ATHENS – Georgia suddenly is on the verge of amending state law that would supposedly help the University of Georgia football program by allowing it to more slowly release athletic records. The reasoning, according to State Rep. Earl Ehrhart, is “it just allows us to play on the same field as Alabama and everybody else.”

Ehrhart./Dawgnation)

Ehrhart is a University of Georgia graduate.

The only problem with that is that most “everybody else” are in line with Georgia’s current, more transparent law.

As for Alabama, while it does have a vague statute on how quickly its schools should respond, its media there scoff at the idea that less transparency is why Nick Saban (with Kirby Smart as his assistant) won four national championships in nine years.

“I cannot see any relationship between Open Records Laws and winning football games,” said Tuscaloosa News executive sports editor Tommy Deas. “People win football games every week in different states that have different laws. Alabama has been successful, but it has a lot more to do with Nick Saban’s coaching and Alabama’s recruiting than it does with any law. I would say that’s absurd.”

Georgia’s current law is that a school must produce a requested record within three days, or provide a timetable at that time. A bill that Ehrhart co-sponsored is now on Gov. Nathan Deal’s desk, and would expand that to 90 days. That would severely hinder the ability of the media to provide real-time watchdog ability on athletics departments and teams, according to media members and open records advocates.

A survey of other state bylaws shows that most other schools in the SEC’s footprint have pretty short response times:

  • Tennessee: Seven days.
  • South Carolina: Fifteen days.
  • Mississippi: Seven days to respond and acknowledge the receipt of the request. Fourteen days to fulfill it.
  • Louisiana: Three days.
  • Texas: Ten days.
  • Missouri: Three days.
  • Kentucky: Three days.

In all of the above cases, those are business days, excluding weekends and holidays.

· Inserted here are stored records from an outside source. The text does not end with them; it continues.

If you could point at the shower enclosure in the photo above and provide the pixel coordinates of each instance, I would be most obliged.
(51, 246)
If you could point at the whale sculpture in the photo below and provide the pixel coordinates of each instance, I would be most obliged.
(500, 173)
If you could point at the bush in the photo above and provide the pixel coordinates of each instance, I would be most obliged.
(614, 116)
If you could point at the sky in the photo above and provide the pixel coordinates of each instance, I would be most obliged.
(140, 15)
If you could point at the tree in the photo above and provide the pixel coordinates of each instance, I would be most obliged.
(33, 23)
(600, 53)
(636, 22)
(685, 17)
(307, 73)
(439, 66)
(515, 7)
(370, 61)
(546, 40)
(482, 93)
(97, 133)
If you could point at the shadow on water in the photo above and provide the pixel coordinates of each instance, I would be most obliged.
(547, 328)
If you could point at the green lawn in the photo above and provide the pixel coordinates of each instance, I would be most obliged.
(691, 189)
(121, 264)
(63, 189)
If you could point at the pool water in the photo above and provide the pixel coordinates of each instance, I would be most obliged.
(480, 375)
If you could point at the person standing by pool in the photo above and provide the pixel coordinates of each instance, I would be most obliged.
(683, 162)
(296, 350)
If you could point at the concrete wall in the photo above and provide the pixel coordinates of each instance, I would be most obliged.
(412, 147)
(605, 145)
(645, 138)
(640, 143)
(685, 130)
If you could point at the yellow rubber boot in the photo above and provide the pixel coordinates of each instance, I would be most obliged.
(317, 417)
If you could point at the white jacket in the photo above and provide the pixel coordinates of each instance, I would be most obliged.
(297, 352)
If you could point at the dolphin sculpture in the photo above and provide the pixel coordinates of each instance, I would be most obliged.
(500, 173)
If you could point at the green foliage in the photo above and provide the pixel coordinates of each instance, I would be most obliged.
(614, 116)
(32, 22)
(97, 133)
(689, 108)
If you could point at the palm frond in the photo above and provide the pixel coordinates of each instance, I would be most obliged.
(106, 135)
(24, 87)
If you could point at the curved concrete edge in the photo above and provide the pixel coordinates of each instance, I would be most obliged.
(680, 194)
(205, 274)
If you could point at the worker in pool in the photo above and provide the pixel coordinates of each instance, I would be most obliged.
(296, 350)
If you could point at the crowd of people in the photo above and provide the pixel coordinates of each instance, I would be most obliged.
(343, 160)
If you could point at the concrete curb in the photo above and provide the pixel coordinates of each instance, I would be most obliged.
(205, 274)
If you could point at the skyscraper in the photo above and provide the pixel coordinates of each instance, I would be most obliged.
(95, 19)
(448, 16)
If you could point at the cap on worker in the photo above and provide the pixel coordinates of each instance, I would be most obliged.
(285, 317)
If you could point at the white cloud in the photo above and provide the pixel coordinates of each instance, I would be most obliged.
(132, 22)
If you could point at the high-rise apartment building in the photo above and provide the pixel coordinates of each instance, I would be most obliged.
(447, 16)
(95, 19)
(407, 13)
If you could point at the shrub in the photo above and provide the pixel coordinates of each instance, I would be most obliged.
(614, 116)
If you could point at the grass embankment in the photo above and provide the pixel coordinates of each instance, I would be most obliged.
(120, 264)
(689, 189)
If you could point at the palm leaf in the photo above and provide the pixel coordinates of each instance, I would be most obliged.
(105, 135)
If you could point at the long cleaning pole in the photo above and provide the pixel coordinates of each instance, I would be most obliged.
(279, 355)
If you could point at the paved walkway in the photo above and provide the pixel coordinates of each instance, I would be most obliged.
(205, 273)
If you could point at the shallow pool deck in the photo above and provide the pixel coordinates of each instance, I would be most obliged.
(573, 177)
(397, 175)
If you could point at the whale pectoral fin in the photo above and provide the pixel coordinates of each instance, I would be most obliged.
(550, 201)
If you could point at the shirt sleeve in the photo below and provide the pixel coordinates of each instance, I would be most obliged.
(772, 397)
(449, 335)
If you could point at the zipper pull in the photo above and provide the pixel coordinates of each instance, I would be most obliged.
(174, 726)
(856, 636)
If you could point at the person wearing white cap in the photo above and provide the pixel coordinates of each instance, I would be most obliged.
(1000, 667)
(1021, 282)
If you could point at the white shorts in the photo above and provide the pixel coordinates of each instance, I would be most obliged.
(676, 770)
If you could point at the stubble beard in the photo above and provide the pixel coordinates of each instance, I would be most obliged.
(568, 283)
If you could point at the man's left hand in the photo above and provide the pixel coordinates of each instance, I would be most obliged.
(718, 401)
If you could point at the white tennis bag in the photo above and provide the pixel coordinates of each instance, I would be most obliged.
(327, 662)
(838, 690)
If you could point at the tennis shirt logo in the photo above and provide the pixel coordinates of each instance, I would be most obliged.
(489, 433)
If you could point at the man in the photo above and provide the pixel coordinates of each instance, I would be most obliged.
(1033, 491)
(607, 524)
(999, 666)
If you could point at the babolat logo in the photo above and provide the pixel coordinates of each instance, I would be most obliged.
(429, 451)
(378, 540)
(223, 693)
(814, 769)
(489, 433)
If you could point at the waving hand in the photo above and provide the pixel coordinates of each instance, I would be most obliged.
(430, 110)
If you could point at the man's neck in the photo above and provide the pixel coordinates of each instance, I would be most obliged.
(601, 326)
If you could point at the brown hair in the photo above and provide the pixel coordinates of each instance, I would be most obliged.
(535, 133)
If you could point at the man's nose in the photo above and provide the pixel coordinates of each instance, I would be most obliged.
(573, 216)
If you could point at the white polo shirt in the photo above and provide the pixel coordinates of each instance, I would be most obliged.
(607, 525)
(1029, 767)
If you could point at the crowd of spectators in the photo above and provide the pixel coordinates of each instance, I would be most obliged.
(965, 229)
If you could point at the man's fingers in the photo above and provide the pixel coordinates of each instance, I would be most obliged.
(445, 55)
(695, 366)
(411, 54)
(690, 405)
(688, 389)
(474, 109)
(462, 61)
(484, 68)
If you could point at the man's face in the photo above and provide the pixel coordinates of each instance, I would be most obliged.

The meaning of “respond” can vary, as in sometimes the response could be that they will need more time to fulfill the request. For instance, Mississippi’s law provides 14 days to fulfill the request.

Florida and Alabama are the outliers. Each state stipulates that the response time must be “reasonable.” The University of Florida responds to many of its requests slowly, according to one beat writer contacted for this story.

As for Alabama, where Smart worked the past nine years, “they get to decide what’s reasonable,” according to Deas.

“On some things the University of Alabama is pretty quick,” Deas said. “But that is generally things like contracts, and easily available and nothing-t0-hide type things. That includes coach contracts, game contracts. Those tend to be sometimes a few hours, or a day or two. Other things, they are not as quick to react.”

Deas has a request in right now that is two months old, asking for financial information and athletic department bonus information related to the college football playoff trips. There are things Deas has asked for that he still hasn’t received. One dates back to 2010.

“It can be frustrating,” Deas said. “Because the law is worded in such a way that it is open-ended, because of who says what a reasonable amount of time is.”

Auburn has also tended to slow-play many requests, or released a request at a busy time. Three years ago, for instance, Auburn released its self-reported NCAA secondary violations three hours before kickoff of its football game against Georgia. The school has yet to release secondary violations for the 2014-15 fiscal year, which was supposed to be sent to the NCAA last July.

But where Georgia will be unique is in having a separate state law for athletic departments, with protecting the Bulldogs – and specifically its football team – the stated aim.

Deas, who has watched and chronicled Saban’s run at Alabama, laughed at that.

“Didn’t (Georgia) just win a swimming national championship with an open sunshine law?” he said. “That must’ve been because you didn’t make enough open records requests.”